LeapFrog Investments, a Mauritius-based fund that invests in microfinance institutions (MFIs) offering insurance to the poor, is looking to deploy around $40 million (Rs178.4 crore) from its $110-million global fund in India. LeapFrog, whose investors include Soros Economic Development Fund set up by investor George Soros, the World Bank’s investment arm International Finance Corp. and Omidyar Network run by eBay founder Pierre Omidyar, is looking at replicating in India some of the affordable insurance models it has introduced in Africa and other parts of Asia.
Due diligence: Roth, principal at LeapFrog Investments.
“The future of financial inclusion lies in microfinance beyond credit,” Jim Roth, principal at LeapFrog Investments, says in an interview. Edited excerpts:
What is the opportunity for a microinsurance fund in emerging markets?
While there were 43 microfinance funds globally in 2004— which grew to around 103 funds in 2009—we are the only fund solely focused on microinsurance. Over one billion low-income people in India are seeking, and are able to pay for, insurance, but the market penetration is less than 9%. In 2009, the non-life microinsurance business alone pulled in over Rs 1,300 crore in premiums. There are currently 24 microinsurance plans registered with the Insurance Regulatory and Development Authority (Irda) by 15 commercial life insurers in India. Yet there is a huge growth opportunity as only five million people, or 2% of the poor, have microinsurance.
We have raised $110 million and are committing $30-37 million in India... We have investments in the Philippines, South Africa and Asia. One of the key things about microinsurance is that it involves a low premium and low coverage limits, designed to service low-income groups and businesses not served by typical social or commercial insurance schemes.

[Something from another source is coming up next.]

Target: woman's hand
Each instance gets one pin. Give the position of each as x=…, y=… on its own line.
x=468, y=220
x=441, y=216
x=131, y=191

Since the ticket size is small, you have to capture large markets with a huge population. In countries with a small population like three million to five million, the market size is small. Large countries offer a rapid growth in financial distribution networks.
What are the kinds of insurance products and services suited for the low-income population?
The existing premiums offered by the commercial insurance companies in India, which only includes death benefits and not life benefits, have premiums as low as $0.20 per month. Our product range will vary from providing insurance to three-wheelers and social security insurance—a person will have a job but, say, 10 people in the family will not have one.
Our definition of low income is not necessarily how Irda defines it. It is not necessarily very low income, but also (includes) those who are socially excluded from getting these kinds of insurance products. We have an investment in a South African insurance company called AllLife that serves people living with HIV and diabetes.?They provide insurance products and services, which is a distinctive and profitable business model. We will sell such products here also as all these people are potential premium paying customers.
What will be your differential investment strategy in India?
Unlike a lot of funds focused on microfinance which provide debt, we only provide equity. We provide more patient capital and have a longer horizon of about five-seven years. We will make investments in MFIs to the extent that the proceeds are used in providing insurance benefits. We will invest in third-party distributors, financial distribution companies and also pick up stakes in commercial insurance companies. We will partner with banks, development institutions and NBFCs (non-bank finance companies). One of the key advantages that we see in India is the huge mobile market. There are a lot of mobile companies which sell insurance products taking advantage of value-added services. We will invest $5-15 million across portfolio companies.
There is a perception that MFI loans are being pushed to groups without ascertaining the repayment capacity of the ultimate borrowers. How will you check that?
The future of financial inclusion lies in microfinance beyond credit. We are a private equity fund and have an on-the-ground advisory team in India. We have a very extensive due diligence process and, every?quarter,?we?will monitor the team, the premium charges, client numbers and awareness about these products. We have to make sure we back good-quality management teams and make sure that they make microinsurance a social and financially relevant product.